Am richtigen Ort sparen

Die Stadt Zürich will nicht wahr haben, dass sie teurer baut. Ihre Forderungen aber gehen in die richtige Richtung: Sie will die Kosten für Standards aufzeigen, über Komfortansprüche debattieren und die Umsetzung der Baugesetze hinterfragen. Die Qualität der Architektur steht zu Recht nicht zur Debatte.

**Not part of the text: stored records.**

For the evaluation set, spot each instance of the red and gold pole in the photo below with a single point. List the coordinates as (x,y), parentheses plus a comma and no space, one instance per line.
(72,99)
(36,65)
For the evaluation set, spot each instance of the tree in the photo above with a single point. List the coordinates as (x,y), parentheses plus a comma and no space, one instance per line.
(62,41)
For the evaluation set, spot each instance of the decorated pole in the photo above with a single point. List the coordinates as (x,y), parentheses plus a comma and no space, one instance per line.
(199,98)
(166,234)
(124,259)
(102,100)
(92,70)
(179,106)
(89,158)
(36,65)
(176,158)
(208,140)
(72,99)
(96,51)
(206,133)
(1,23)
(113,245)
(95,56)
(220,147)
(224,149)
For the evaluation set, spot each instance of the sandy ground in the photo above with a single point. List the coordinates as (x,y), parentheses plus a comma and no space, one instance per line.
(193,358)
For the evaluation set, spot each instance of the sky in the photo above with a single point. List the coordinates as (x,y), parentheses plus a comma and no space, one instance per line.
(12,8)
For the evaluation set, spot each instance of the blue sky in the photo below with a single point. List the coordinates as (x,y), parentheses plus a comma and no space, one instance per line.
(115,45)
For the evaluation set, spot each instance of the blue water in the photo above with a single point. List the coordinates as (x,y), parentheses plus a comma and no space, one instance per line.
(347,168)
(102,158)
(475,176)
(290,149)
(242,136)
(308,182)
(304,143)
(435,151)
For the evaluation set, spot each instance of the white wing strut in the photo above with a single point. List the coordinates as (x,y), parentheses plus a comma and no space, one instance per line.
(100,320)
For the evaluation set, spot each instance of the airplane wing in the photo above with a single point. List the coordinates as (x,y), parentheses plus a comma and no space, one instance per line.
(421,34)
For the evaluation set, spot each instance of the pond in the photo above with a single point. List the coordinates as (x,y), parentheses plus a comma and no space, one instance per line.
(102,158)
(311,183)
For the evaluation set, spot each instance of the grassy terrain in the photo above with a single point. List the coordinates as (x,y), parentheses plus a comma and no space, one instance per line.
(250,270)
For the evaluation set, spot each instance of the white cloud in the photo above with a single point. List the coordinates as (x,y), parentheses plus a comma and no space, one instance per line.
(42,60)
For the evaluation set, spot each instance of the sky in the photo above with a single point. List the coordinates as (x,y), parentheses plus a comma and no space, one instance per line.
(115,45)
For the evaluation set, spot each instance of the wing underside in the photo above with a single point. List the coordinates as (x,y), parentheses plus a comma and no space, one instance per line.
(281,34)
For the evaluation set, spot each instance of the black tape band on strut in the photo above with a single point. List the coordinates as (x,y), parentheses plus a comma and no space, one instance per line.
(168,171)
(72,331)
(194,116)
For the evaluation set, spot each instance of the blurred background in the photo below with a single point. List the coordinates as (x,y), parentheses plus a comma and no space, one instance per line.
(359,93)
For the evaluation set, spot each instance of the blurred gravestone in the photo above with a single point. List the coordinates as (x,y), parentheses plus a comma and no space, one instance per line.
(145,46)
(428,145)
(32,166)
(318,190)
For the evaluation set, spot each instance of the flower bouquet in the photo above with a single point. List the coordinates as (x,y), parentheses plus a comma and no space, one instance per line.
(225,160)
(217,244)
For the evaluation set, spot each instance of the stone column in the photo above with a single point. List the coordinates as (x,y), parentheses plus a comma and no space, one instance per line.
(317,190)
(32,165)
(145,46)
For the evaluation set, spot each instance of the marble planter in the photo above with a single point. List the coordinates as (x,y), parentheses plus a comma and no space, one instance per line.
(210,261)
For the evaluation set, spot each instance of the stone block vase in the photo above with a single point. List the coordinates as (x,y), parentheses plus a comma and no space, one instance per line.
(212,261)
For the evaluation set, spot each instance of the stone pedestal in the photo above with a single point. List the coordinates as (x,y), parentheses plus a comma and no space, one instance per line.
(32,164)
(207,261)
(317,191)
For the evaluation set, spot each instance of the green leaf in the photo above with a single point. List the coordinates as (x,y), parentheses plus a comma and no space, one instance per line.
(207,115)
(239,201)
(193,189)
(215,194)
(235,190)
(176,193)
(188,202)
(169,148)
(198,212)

In den Studien steht es Schwarz auf Weiss: Ausser bei den Wohnsiedlungen baut die Stadt Zürich «tendenziell teurer» und rechnet mit «deutlich höheren Kosten». Die Stadt will das nicht wahr haben. Sie möchte mit dem Projekt «Kostenklarheit» zwar in die Offensive, doch sie kommuniziert defensiv: «Die Stadt Zürich baut nicht teurer als andere», so ihr Schluss. Allerdings bestelle sie mehr Raum und höhere Standards. Ihre Bauten sind also grösser und aufwändiger, also kosten sie auch mehr Geld. Dass die Stadt das verneint, leuchtet nicht ein, denn die Mehrkosten haben ihre Gründe. Die Zürcher wollen in die 2000-Watt-Zukunft. Doch der Wegzoll dorthin ist nicht gratis. So kostet die Haustechnik bei der Siedlung Kronenwiese pro Wohneinheit 35 Prozent mehr als der Durchschnitt. Grund dafür ist der Standard Minergie-A-Eco, den die Stadt zum ersten Mal anwendet. Sie will künftig besser aufzeigen, welchen Einfluss neue Richtlinien auf das Budget haben. Das ist zu begrüssen, so schafft die Stadt Transparenz.Hauptkostentreiber sind laut Stadtrat André Odermatt der Flächenbedarf und die Nachfrage nach besseren Ausbaustandards. «Darüber müssen wir debattieren», sagt er zu Recht. Die Zürcher sollten sich überlegen, was sie sich leisten wollen. Die Raumprogramme der Stadt sind umfassend. Wie gross ein Pflegezimmer sein soll, wie viele Quadratmeter ein Schüler beanspruchen darf, darüber lässt sich diskutieren. Falls sich die Zürcher weniger leisten wollen, müssen sie das am Anfang eines Projektes entscheiden. Wer während der Planung zusätzliche Zimmer ins Raumprogramm packt, sollte die Schuld für die Mehrkosten nicht den Architekten in die Schuhe schieben. Wer mehr bestellt, bezahlt auch mehr. Ebenfalls richtig ist der Wille der Stadt, den Paragraphendschungel zu durchkämmen. Der Spielraum der Gesetze sollte genutzt werden, um die Kosten zu senken und nicht um aus jedem...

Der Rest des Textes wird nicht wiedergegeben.